2.6. Statistical Analyses

2.6.1. Group Differences

We performed a two-sample t-test (HC vs. Sz) to explore FNC correlations associated with Sz diagnosis. We examined changes in FNC associated with the general trait to experience hallucinations (AH, VH or both) with a three-group level ANCOVA (HALL, NH, HC); FNC associated with modality-specific hallucinations was explored using a four-group level ANCOVA (VH, AH, NH, HC). Age, scanning site, gender, and mean framewise displacement were included as covariates. Statistical significance was a priori specified as p < 0.05 using a false discovery rate (FDR) correction for multiple comparisons.

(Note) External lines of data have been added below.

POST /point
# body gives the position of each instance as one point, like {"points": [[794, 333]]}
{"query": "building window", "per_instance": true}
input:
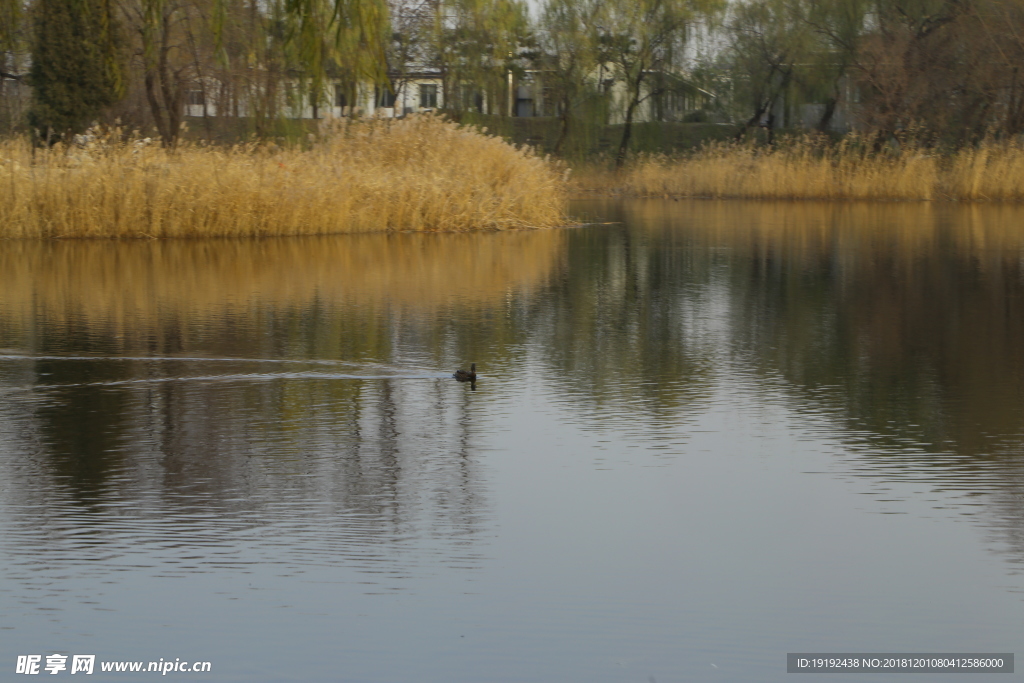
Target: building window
{"points": [[384, 96], [428, 96]]}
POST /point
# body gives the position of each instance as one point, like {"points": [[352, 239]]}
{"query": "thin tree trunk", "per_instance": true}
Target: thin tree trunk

2.6.2. Symptom Severity & FNC: Regression Analyses

To test the hypothesis that abnormal FNC between salience and sensory networks underlies modality-specific hallucinations, we performed linear regression analyses of FNC. To ensure that observed associations between AH/VH severity and FNC were not driven or influenced by confounding factors, we modeled effects of nuisance covariates (age, gender, and mean framewise displacement; scanning site was dummy coded and modeled as a random effect). Since nicotine use is 2–3 times higher in Sz than in the healthy population (de Leon and Diaz, 2005), and has been shown to significantly impact brain functional connectivity (Jasinska et al., 2014), we examined Spearman correlations between FNC and smoking status (factor with three levels: “never smoker”, “ex-smoker”, “current smoker”) in our sample of 294 subjects. These analyses revealed a significant association between smoking status and SN-STG (BA 22) FNC (rho = −0.244, p < 0.01), so smoking status was included as an additional covariate.

To confirm that observed effects of VH/AH severity on FNC were not driven by confounding effects of antipsychotic medication, we performed post-hoc regression analyses of FNC, including total chlorpromazine equivalents (Woods, 2003) as an additional covariate. We lacked information to derive chlorpromazine equivalents for 18 Sz subjects, so the mean value of total chlorpromazine equivalents was calculated (based on the available data), and interpolated for those subjects with missing data. For all analyses, confidence was specified as p < 0.05.

2.6.3 Hippocampal ALFF & FNC: Regression Analyses

Voxelwise mean ALFF maps were computed for each subject using REST software (Song et al., 2011) as described in (Hare et al., 2017) The left hippocampal cluster that showed significant ALFF variation across VH vs. AH subgroups in Hare et al., 2017, was saved as a binary mask. Subject-specific weighted ALFF averages within this cluster were derived from the 294 ALFF maps using SPM’s MARSBAR utility.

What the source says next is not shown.